Irwin (Erris) On 11 June 1707 Sir Arthur Shaen leased the lands of Lenarevagh, parish of Kilcommon, barony of Erris, county Mayo, to John Irwin. In 1852 George and John Irwin advertised for sale an undivided moiety of their lands. In 1876 William and Thomas Irwin each owned 555 acres in county Mayo.
Carey In the mid 19th century the Carey family, merchants of Belmullet, held lands in the parish of Kilcommon, barony of Erris, county Mayo. In 1863-1864 they sold Glenturk More and part of Glenturk Beg in the Landed Estates' Court. These lands were originally leased to Catherine Houston by Sir Arthur Shaen. In 1876 Mrs John Carey of Pickle Point, Belmullet, owned 1155 acres in county Mayo. John Carey sold 1,807 acres to the Congested Districts' Board on 28 Mar 1906 and Michael Carey sold 1,402 acres to the Board on 24 Apr 1913.
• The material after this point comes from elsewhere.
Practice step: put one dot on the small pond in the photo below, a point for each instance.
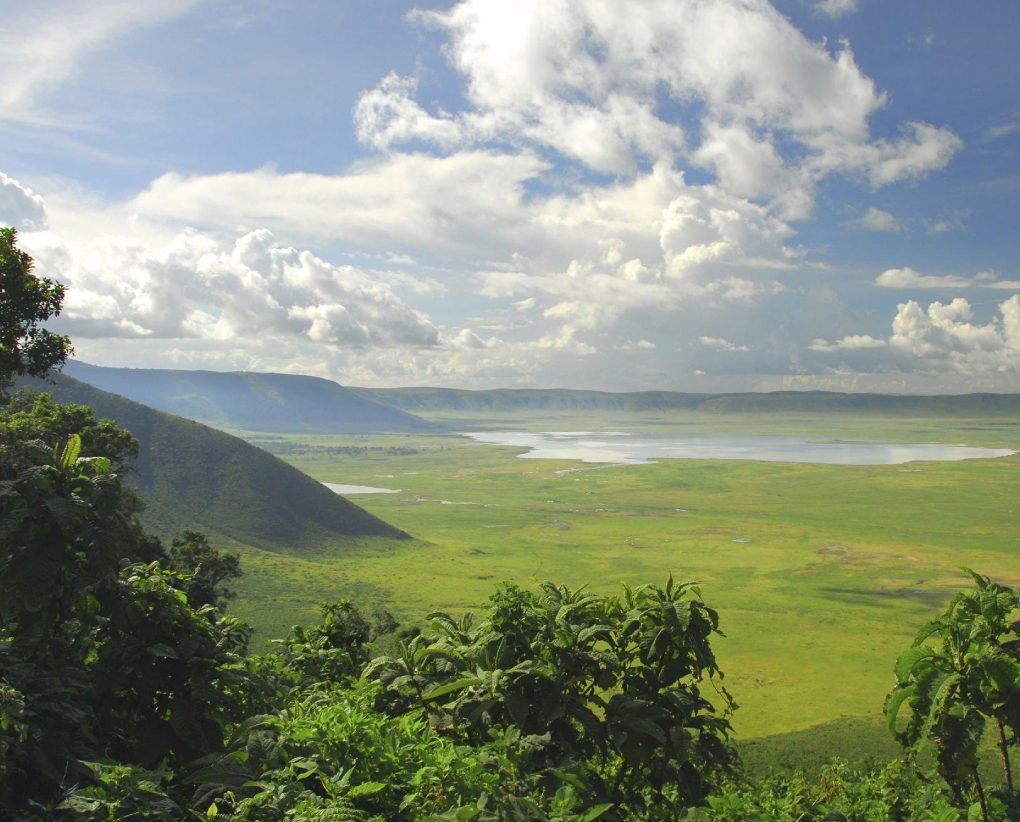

Mahon (Castlegar) The Mahons were settled at Castlegar from the early 18th century. In 1711 the Earl of Clanricarde leased Castlegar to Bryan Mahon for lives renewable for ever. They intermarried on a number of occasions with members of the Browne family of Westport. In 1819 the head of the family became a baronet. In the 1830s, at the time of the first Ordnance Survey, Ross Mahon was the proprietor of several townlands in the parish of Ahascragh. The Mahon estate was one of the principal lessors in the parish of Grange, barony of Loughrea at the time of Griffith's Valuation. Mr. Charles Filgate acted as agent for this property. The Mahons also held extensive lands in the baronies of Clonmacnowen and Killian. In the 1870s the Castlegar estate amounted to over 8000 acres in county Galway as well as over 800 acres in the parish of Termonbarry, barony of Ballintober North, county Roscommon dated 1708. The county Roscommon estate was held on a lease for lives renewable for ever from Sir Arthur Shaen of Kilmore, county Roscommon. In 1906 Sir William Mahon held over 1200 acres of untenanted land in the Ahascragh area. MacLochlainn writes that most of the estate was sold to the Land Commission in 1977. The Mahon Papers, which document their estates in counties Galway and Roscommon, are available for consultation in the National Library of Ireland, Kildare Street, Dublin.